The National Association of Insurance Commissioners (NAIC) is discussing a life insurance industry proposal to extend the principle-based reserve (PBR) transition period from three years to five years for smaller companies.
The American Council of Life Insurers (ACLI)’s nascent proposal would allow a life insurance company with direct life insurance premiums of less than $500 million per year and direct first-year premium less than $50 million to comply with the requirements of the adopted Valuation Manual-20 for PBR in four to five years after PBR is accepted as the standard.
PBR itself still needs the okay from 42 state legislatures enveloping 75 percent of total U.S. premiums, and New York’s rejection of PBR may stall implementation further.

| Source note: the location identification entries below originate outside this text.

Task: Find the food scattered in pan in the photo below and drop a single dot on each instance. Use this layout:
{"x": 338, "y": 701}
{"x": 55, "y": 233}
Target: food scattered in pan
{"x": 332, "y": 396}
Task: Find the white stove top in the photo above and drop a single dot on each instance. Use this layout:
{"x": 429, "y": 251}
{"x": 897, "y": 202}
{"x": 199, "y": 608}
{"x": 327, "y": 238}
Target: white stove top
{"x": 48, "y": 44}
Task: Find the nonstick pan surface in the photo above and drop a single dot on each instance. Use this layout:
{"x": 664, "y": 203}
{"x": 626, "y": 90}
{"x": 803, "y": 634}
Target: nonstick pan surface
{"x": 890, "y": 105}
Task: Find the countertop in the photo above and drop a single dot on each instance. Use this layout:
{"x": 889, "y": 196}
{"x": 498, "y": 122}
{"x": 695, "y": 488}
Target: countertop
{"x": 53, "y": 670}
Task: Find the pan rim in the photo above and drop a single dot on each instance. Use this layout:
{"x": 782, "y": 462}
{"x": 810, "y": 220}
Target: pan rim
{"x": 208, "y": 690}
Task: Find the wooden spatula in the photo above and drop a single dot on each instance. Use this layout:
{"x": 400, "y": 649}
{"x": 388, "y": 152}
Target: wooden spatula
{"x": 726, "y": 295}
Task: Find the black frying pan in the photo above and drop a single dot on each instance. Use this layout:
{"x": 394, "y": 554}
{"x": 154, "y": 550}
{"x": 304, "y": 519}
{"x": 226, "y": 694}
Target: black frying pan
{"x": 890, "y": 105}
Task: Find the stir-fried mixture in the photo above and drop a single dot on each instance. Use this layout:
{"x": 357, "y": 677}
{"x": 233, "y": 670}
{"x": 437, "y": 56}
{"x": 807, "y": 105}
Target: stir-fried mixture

The small insurer extension proposal, discussed today during the Life Actuarial Task Force (LATF) conference call, is meant to “help control expenses for smaller companies in the process of implementing PBR.” More discussion on a more developed ACLI proposal is expected at the NAIC Winter Meeting in December in Washington.
The amendment proposal put forth by John Bruins of the ACLI reasons that “during the first three years after adoption in particular resources will be at a premium. This will allow smaller companies to delay implementation to a point where resources may be more affordable.”
Bruins asked LATF members on the call how to best define small companies under PBR, though, considering its impact.
One actuary raised the point that he doesn’t want to encourage a possible situation whereby big insurers try to game the system by spinning off their universal life with secondary guarantees (USLG) businesses into a subsidiary in order to fit under the small business category and get an extension.
Another state actuary said the standard should not be on size but on risk. “It’s risk that matters, not size of company,” the actuary said.
Bruins said on the call that if 80 percent to 90 percent of the industry premiums are captured during the first years of PBR, that would be considered a success, and that the other 10 percent to 15 percent of premiums representing perhaps more conservative products could wait until methodologies under PBR are down pat before PBR becomes a 100 percent requirement.